Особенно сильной была ее тоска по сыну. Она ничего не знала о нем, за исключением того прискорбного факта, что он воспитывается ее врагами, причем в протестантской вере. Ей не позволяли писать ему, и за все годы своего заточения она не получила ни одного письма от сына или его опекуна. Первое письмо Джеймса матери, по всей видимости, было написано в марте 1585 г., когда ему исполнилось восемнадцать[97]. За два или три года до его получения Мария не выдержала. Она больше не могла сдерживать свои чувства: «Разве это справедливо, что мне, матери, запрещено не только дать совет и утешение своему угнетаемому сыну, но также знать, в каком бедственном состоянии он пребывает?» Мария очень хотела увидеть Джеймса, о чем свидетельствует одна вещь, с которой она не расставалась до самого последнего дня жизни. Это был тонкий золотой футляр с откидывающейся крышкой, который в посмертной описи ее имущества указан как «книга из золота с эмалью, содержащая портреты покойной королевы, ее мужа и сына». Естественно, она хотела всегда иметь при себе миниатюру с портретом сына, но тот факт, что в том же футляре хранился ее портрет и портрет покойного мужа, должен вызывать удивление — если она организовала убийство Дарнли.

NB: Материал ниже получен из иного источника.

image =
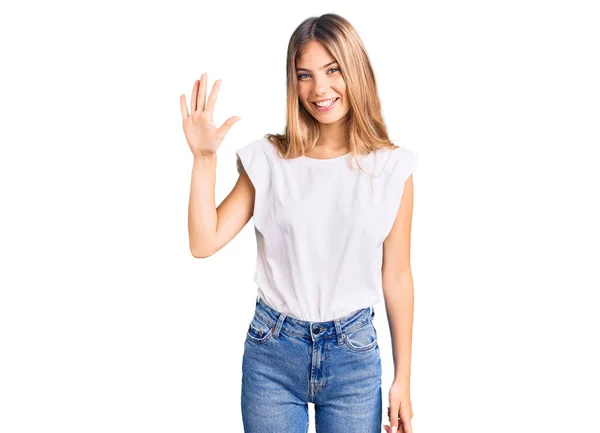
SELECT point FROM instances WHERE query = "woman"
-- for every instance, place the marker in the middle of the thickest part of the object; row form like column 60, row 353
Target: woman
column 330, row 235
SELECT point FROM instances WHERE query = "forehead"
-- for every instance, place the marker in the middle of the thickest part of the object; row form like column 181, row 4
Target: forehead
column 314, row 53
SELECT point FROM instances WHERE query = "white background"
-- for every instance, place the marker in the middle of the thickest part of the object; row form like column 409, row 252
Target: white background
column 107, row 322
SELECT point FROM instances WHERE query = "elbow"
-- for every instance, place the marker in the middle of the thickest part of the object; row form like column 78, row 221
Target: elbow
column 201, row 253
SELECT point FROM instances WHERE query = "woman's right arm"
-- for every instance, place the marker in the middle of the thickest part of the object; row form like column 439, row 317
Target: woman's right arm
column 211, row 228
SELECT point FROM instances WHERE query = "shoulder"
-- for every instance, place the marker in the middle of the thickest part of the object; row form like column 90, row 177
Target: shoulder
column 402, row 161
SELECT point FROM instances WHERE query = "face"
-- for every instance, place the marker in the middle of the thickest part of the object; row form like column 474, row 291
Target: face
column 320, row 79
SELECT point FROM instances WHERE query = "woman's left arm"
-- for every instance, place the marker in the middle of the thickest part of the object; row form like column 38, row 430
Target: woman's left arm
column 398, row 294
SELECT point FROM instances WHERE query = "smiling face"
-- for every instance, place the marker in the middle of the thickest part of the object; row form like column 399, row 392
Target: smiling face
column 320, row 79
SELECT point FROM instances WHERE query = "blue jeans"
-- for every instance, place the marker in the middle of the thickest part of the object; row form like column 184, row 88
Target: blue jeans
column 288, row 363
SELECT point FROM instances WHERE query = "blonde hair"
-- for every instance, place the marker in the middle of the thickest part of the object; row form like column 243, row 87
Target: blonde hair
column 365, row 130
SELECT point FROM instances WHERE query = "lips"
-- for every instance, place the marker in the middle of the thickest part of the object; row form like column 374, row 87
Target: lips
column 334, row 100
column 326, row 108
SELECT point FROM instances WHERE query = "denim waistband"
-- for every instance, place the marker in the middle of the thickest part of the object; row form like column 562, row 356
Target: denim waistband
column 312, row 330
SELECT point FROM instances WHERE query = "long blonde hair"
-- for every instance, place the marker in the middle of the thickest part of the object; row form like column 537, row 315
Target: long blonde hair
column 365, row 130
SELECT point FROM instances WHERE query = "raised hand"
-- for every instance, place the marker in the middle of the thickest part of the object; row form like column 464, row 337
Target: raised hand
column 203, row 137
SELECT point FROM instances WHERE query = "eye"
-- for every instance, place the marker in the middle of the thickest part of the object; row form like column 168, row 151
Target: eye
column 330, row 69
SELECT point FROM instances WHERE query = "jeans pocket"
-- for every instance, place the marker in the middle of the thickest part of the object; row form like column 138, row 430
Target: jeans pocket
column 259, row 332
column 361, row 339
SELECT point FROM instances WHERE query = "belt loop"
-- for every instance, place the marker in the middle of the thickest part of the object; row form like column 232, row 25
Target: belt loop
column 338, row 331
column 278, row 325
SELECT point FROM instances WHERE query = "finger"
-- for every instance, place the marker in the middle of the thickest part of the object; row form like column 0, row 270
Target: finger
column 227, row 125
column 212, row 98
column 394, row 419
column 194, row 100
column 405, row 419
column 183, row 105
column 202, row 92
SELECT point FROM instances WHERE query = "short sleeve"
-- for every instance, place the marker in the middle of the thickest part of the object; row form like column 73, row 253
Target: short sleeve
column 253, row 159
column 402, row 164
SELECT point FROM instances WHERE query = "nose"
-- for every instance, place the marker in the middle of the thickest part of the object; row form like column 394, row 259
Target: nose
column 321, row 85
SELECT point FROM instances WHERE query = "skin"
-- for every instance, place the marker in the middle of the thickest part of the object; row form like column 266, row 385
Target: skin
column 211, row 229
column 315, row 83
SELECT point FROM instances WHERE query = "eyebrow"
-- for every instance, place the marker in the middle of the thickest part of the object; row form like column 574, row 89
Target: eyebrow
column 322, row 67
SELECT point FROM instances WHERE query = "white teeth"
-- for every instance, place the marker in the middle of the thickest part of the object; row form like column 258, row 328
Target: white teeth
column 326, row 103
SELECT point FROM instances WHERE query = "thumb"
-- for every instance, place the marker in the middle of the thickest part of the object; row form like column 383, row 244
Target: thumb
column 227, row 125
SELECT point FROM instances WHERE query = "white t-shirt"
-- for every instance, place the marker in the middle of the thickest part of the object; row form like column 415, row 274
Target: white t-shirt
column 320, row 226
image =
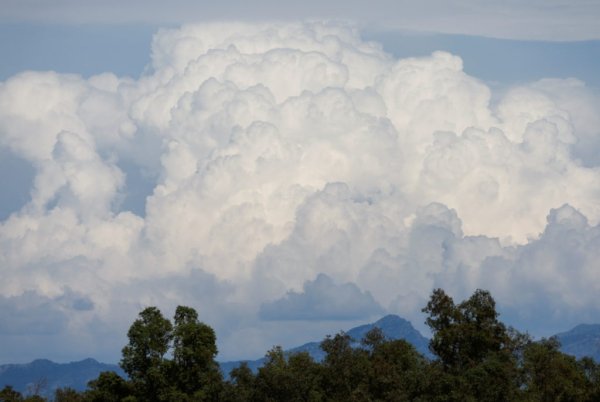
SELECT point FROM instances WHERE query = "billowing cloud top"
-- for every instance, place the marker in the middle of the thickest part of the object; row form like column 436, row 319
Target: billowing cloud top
column 252, row 158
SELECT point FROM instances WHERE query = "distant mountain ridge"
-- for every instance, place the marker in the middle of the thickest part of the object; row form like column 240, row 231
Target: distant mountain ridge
column 582, row 340
column 392, row 326
column 47, row 376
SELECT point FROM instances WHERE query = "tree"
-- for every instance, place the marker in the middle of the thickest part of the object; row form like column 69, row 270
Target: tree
column 108, row 387
column 67, row 394
column 293, row 378
column 346, row 369
column 144, row 357
column 397, row 369
column 477, row 353
column 194, row 369
column 241, row 387
column 8, row 394
column 552, row 376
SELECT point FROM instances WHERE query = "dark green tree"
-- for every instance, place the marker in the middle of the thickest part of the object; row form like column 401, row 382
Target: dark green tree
column 144, row 356
column 346, row 369
column 397, row 369
column 67, row 394
column 478, row 354
column 9, row 394
column 108, row 387
column 241, row 386
column 195, row 372
column 552, row 376
column 293, row 378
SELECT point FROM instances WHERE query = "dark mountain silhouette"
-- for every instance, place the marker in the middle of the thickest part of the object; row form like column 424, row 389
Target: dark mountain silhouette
column 44, row 376
column 581, row 341
column 393, row 327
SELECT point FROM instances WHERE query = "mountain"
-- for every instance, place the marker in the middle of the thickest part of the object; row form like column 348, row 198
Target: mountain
column 393, row 327
column 44, row 376
column 583, row 340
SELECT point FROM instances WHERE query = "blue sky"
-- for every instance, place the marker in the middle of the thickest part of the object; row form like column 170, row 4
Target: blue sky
column 259, row 168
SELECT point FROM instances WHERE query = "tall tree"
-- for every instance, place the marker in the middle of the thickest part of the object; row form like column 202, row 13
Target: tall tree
column 144, row 356
column 477, row 353
column 195, row 371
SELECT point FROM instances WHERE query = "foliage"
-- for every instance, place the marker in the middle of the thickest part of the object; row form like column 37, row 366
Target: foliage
column 477, row 358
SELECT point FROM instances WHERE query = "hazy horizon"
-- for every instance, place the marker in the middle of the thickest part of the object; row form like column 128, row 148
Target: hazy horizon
column 292, row 178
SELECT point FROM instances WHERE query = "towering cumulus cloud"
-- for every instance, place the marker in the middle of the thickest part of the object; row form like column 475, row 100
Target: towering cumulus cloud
column 272, row 172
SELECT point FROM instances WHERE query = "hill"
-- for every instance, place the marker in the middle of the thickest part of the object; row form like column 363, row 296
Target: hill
column 44, row 376
column 393, row 327
column 583, row 340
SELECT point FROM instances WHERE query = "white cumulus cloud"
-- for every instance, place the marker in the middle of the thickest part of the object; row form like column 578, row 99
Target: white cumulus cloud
column 275, row 154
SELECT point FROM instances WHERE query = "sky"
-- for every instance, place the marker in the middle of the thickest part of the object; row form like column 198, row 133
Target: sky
column 291, row 169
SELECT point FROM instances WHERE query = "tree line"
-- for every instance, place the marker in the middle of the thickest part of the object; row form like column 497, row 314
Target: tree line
column 477, row 358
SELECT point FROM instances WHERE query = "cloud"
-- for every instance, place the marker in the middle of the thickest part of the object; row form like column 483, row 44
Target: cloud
column 251, row 159
column 532, row 19
column 322, row 299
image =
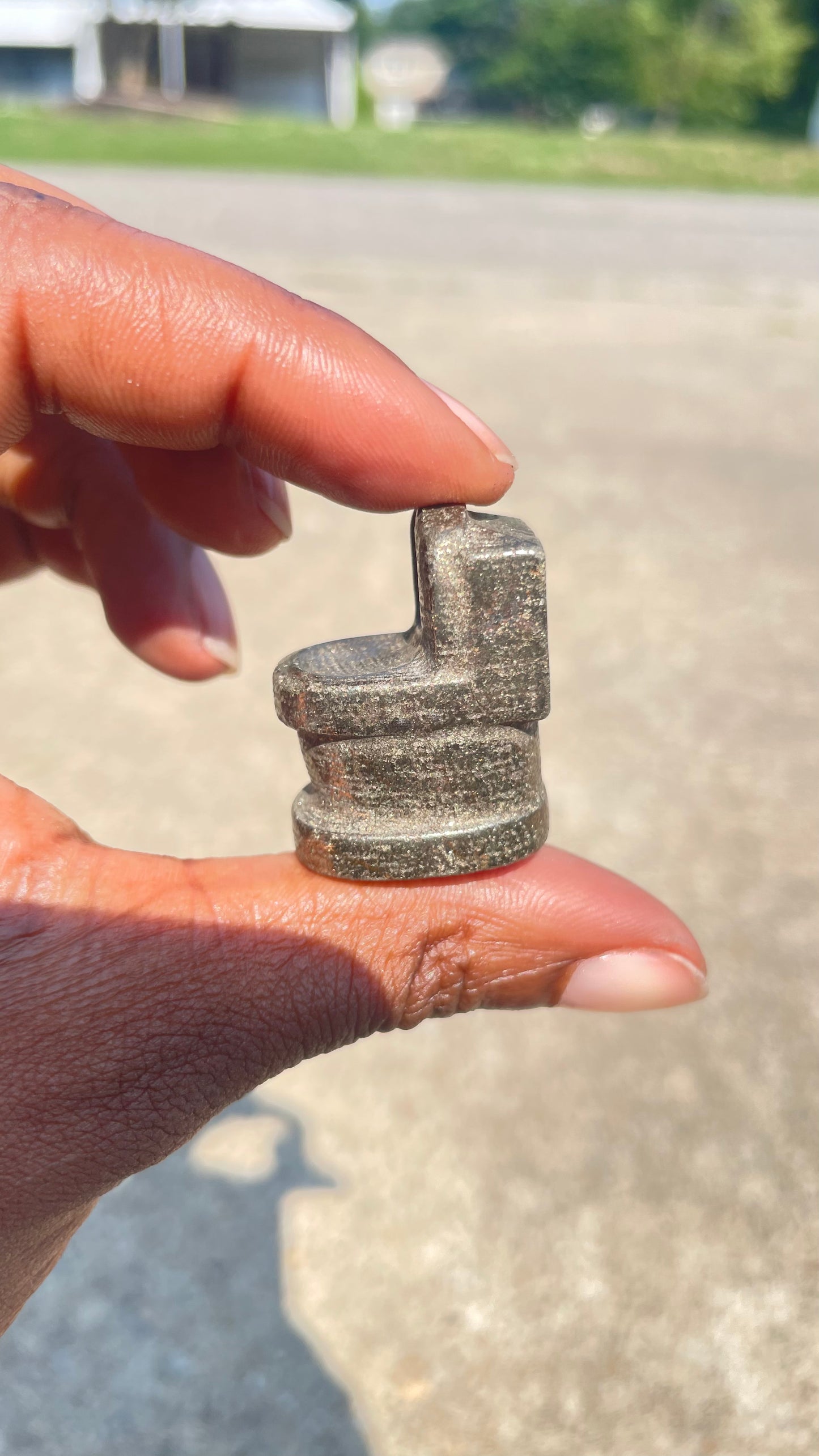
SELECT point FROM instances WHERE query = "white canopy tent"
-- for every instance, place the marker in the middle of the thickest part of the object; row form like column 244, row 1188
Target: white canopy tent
column 283, row 54
column 57, row 31
column 330, row 57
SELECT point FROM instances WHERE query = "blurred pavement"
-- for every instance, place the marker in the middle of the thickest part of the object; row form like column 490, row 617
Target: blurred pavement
column 545, row 1235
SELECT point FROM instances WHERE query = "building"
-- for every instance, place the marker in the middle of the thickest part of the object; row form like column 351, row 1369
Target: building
column 290, row 56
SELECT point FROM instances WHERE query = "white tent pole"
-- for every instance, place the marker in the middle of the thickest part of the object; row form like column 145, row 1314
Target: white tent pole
column 171, row 60
column 340, row 80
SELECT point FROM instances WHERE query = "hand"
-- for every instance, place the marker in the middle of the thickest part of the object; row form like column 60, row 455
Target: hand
column 152, row 401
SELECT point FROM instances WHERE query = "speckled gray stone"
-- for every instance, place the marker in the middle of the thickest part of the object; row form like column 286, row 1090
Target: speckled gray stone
column 423, row 746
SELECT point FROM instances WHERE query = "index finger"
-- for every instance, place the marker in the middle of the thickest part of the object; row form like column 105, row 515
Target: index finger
column 147, row 342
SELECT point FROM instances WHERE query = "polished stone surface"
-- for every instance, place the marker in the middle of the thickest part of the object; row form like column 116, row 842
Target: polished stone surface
column 550, row 1234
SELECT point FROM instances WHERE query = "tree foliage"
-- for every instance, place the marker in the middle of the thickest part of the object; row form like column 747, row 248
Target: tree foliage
column 698, row 62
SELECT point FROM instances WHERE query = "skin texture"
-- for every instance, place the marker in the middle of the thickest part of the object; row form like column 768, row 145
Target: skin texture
column 152, row 402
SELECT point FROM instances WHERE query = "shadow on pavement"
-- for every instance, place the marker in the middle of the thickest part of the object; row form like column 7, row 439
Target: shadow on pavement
column 162, row 1332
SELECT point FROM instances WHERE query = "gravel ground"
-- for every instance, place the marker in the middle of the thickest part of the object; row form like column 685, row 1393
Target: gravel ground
column 544, row 1235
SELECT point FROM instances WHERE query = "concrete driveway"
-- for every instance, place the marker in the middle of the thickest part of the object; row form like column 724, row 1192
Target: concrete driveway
column 550, row 1234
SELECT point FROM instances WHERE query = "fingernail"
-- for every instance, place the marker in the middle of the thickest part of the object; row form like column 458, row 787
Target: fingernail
column 271, row 497
column 216, row 630
column 634, row 980
column 489, row 437
column 223, row 653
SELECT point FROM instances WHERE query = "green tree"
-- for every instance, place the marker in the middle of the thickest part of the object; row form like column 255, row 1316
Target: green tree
column 703, row 62
column 712, row 60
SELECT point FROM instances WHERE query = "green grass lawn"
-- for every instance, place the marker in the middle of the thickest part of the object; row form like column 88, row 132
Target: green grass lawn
column 476, row 150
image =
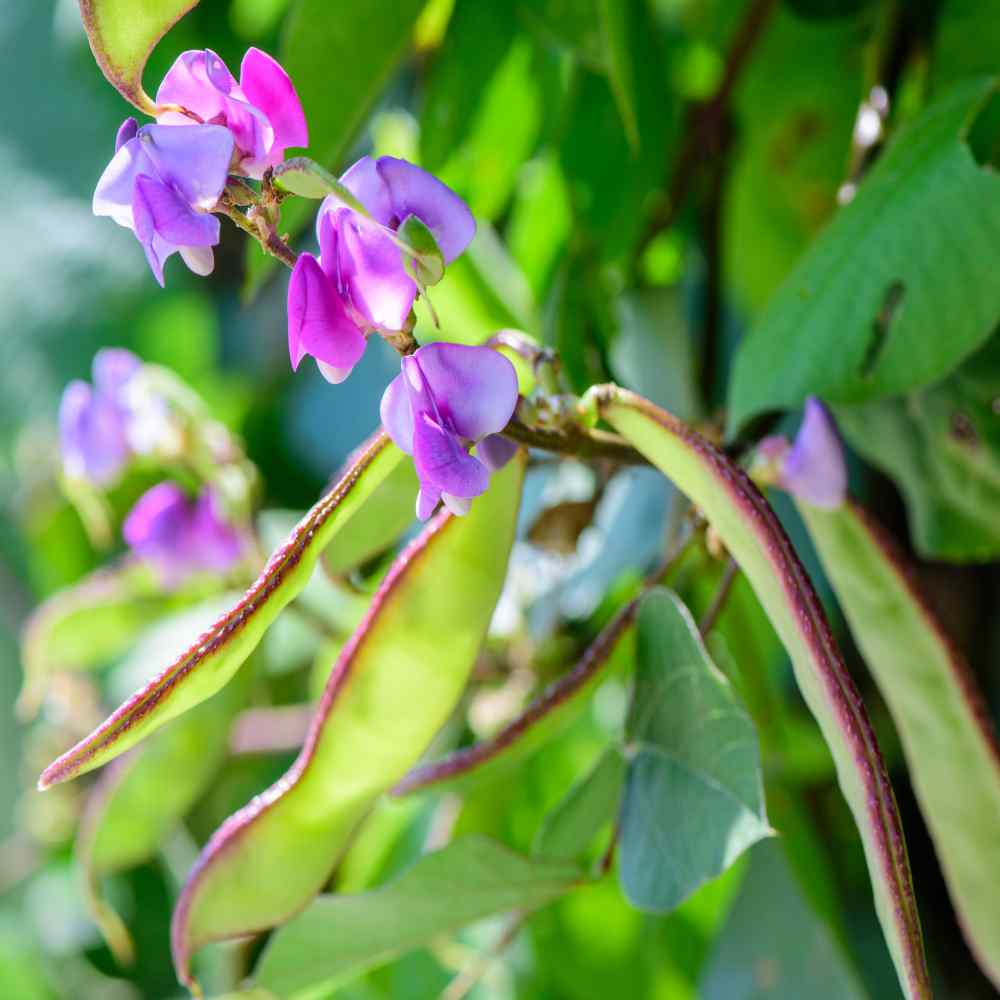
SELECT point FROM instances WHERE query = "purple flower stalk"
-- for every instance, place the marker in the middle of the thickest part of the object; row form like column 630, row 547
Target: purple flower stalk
column 94, row 421
column 180, row 536
column 162, row 183
column 447, row 397
column 262, row 111
column 360, row 282
column 812, row 468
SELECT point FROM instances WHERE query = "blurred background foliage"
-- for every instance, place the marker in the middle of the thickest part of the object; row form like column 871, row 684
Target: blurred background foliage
column 645, row 175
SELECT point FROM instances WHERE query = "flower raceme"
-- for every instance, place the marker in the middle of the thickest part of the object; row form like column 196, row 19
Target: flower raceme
column 360, row 282
column 262, row 111
column 812, row 468
column 102, row 426
column 447, row 397
column 180, row 536
column 166, row 179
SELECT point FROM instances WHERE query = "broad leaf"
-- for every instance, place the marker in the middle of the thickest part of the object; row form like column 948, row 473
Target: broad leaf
column 751, row 532
column 122, row 34
column 220, row 651
column 139, row 801
column 587, row 807
column 694, row 798
column 543, row 719
column 862, row 315
column 773, row 946
column 942, row 720
column 339, row 936
column 390, row 691
column 941, row 445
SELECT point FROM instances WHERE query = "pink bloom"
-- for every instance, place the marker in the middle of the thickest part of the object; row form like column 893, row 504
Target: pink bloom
column 812, row 468
column 162, row 184
column 262, row 110
column 181, row 536
column 447, row 397
column 360, row 282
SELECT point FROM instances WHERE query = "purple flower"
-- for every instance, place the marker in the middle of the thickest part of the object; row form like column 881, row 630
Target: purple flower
column 162, row 183
column 812, row 468
column 447, row 397
column 94, row 420
column 360, row 282
column 180, row 536
column 262, row 111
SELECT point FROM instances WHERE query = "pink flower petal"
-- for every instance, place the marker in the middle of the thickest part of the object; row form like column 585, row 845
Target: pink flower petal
column 268, row 87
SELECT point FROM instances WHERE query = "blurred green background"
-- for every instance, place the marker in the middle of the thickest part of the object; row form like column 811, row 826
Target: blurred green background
column 565, row 159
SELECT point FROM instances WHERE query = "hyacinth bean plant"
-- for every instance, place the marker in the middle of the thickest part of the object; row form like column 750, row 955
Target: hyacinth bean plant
column 404, row 572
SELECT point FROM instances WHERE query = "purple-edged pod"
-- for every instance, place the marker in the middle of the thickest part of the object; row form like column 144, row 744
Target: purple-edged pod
column 538, row 724
column 218, row 653
column 393, row 686
column 948, row 739
column 751, row 532
column 142, row 797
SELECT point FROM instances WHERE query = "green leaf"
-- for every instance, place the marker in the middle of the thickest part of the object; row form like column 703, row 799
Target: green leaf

Проблемы со здоровьем Марии усугублялись отсутствием поддержки из Франции. По прошествии двух лет она выказала невиданное смирение, заклиная Екатерину Медичи пожалеть ее. Она умоляла самую черствую из своих бывших свекровей «прислушаться к этой скромной просьбе о помощи Шотландии». В письме Карлу IX с рекомендацией слуге для зачисления в шотландскую гвардию она позволила себе пожаловаться: «Я не получила ответа ни на одно из моих писем, и по этой причине не беспокою Вас состоянием моих дел».